The study by Sculean et al. (2005b) also assessed the use of EMD+BG histologically and observed that healing around EMD+BG showed more mineralized tissue, PDL, and cementum. Conversely, when BG was used alone, more epithelial cellular growth was seen, suggesting that EMD+BG is more effective than BG. This lack of bone of formation around BG has been observed previously as well. Nevins et al observed that using BG to fill periodontal defects (Nevins et al., 2000) resulted in cellular growth that was characterized by the formation of junctional epithelium and limited formation of mineralized tissue and clinical attachment. The findings suggest that using BG alone decreases the likelihood of the formation of mineralized tissue. However, these histological observations are in contrast to the clinical findings shown in this systematic review i.e. comparable clinical outcomes for the use of EMD with and without BG in the management of periodontal osseous defects.
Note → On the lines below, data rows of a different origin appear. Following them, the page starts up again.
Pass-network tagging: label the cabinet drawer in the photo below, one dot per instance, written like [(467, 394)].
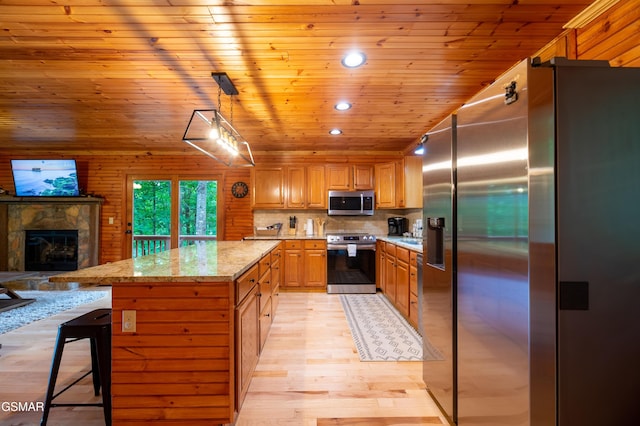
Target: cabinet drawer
[(402, 254), (246, 282), (315, 244), (293, 244)]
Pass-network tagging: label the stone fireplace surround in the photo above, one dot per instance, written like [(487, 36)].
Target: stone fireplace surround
[(18, 214)]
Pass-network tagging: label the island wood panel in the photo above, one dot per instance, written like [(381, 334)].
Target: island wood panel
[(178, 365)]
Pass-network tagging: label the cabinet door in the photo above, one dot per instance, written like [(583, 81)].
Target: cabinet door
[(385, 185), (247, 343), (315, 268), (268, 187), (293, 268), (413, 294), (381, 259), (266, 319), (362, 177), (296, 187), (316, 188), (338, 177), (390, 278), (413, 182)]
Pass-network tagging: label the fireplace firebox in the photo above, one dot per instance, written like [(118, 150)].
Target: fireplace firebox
[(51, 250)]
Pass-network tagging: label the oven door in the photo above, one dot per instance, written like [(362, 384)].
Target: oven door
[(351, 271)]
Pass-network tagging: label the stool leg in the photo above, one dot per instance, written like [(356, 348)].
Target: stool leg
[(53, 375), (95, 366)]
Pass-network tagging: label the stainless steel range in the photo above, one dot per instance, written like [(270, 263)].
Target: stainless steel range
[(351, 263)]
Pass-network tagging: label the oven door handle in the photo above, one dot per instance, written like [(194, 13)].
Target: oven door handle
[(344, 247)]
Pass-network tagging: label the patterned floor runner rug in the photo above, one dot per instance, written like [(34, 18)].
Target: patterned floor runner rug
[(379, 331)]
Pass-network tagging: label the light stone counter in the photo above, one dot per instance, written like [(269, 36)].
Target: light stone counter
[(203, 262)]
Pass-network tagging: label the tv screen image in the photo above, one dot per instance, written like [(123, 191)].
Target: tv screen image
[(45, 178)]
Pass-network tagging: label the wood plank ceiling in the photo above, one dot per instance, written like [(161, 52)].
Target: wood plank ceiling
[(114, 76)]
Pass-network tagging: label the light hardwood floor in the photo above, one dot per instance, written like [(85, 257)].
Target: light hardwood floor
[(309, 374)]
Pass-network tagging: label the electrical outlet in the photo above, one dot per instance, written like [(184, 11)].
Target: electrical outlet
[(128, 321)]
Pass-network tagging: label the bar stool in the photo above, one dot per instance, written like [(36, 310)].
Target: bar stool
[(96, 326)]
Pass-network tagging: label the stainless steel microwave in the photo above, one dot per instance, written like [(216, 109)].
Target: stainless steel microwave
[(350, 203)]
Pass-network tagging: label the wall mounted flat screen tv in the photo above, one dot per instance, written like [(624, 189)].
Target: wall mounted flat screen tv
[(45, 178)]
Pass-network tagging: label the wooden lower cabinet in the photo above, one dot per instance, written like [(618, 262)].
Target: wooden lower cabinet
[(293, 264), (305, 265), (247, 343), (414, 306)]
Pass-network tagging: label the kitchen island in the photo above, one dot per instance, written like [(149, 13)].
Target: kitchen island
[(188, 348)]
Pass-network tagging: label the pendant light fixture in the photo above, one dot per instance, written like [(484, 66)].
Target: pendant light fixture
[(213, 135)]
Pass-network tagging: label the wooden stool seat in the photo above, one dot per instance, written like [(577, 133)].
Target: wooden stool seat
[(96, 326)]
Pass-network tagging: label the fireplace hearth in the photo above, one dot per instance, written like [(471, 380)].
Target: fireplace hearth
[(51, 250)]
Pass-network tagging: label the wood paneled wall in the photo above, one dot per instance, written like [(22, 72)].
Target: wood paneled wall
[(614, 36)]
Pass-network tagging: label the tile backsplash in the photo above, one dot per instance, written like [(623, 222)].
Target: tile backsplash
[(376, 224)]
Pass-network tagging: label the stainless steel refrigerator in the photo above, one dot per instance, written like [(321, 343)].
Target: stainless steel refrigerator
[(532, 273)]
Therefore, further randomized controlled trials aiming to assess the clinical and histological outcomes of the use of EMD with and without BG in the management of periodontal osseous defects are recommended.

CONCLUSION

It remains unclear whether the efficacy of EMD in the management of periodontal osseous defects is improved when it is used in combination with BG as compared to when EMD is used alone given that the number of selected studies was relatively low and reported parameters were inconsistent.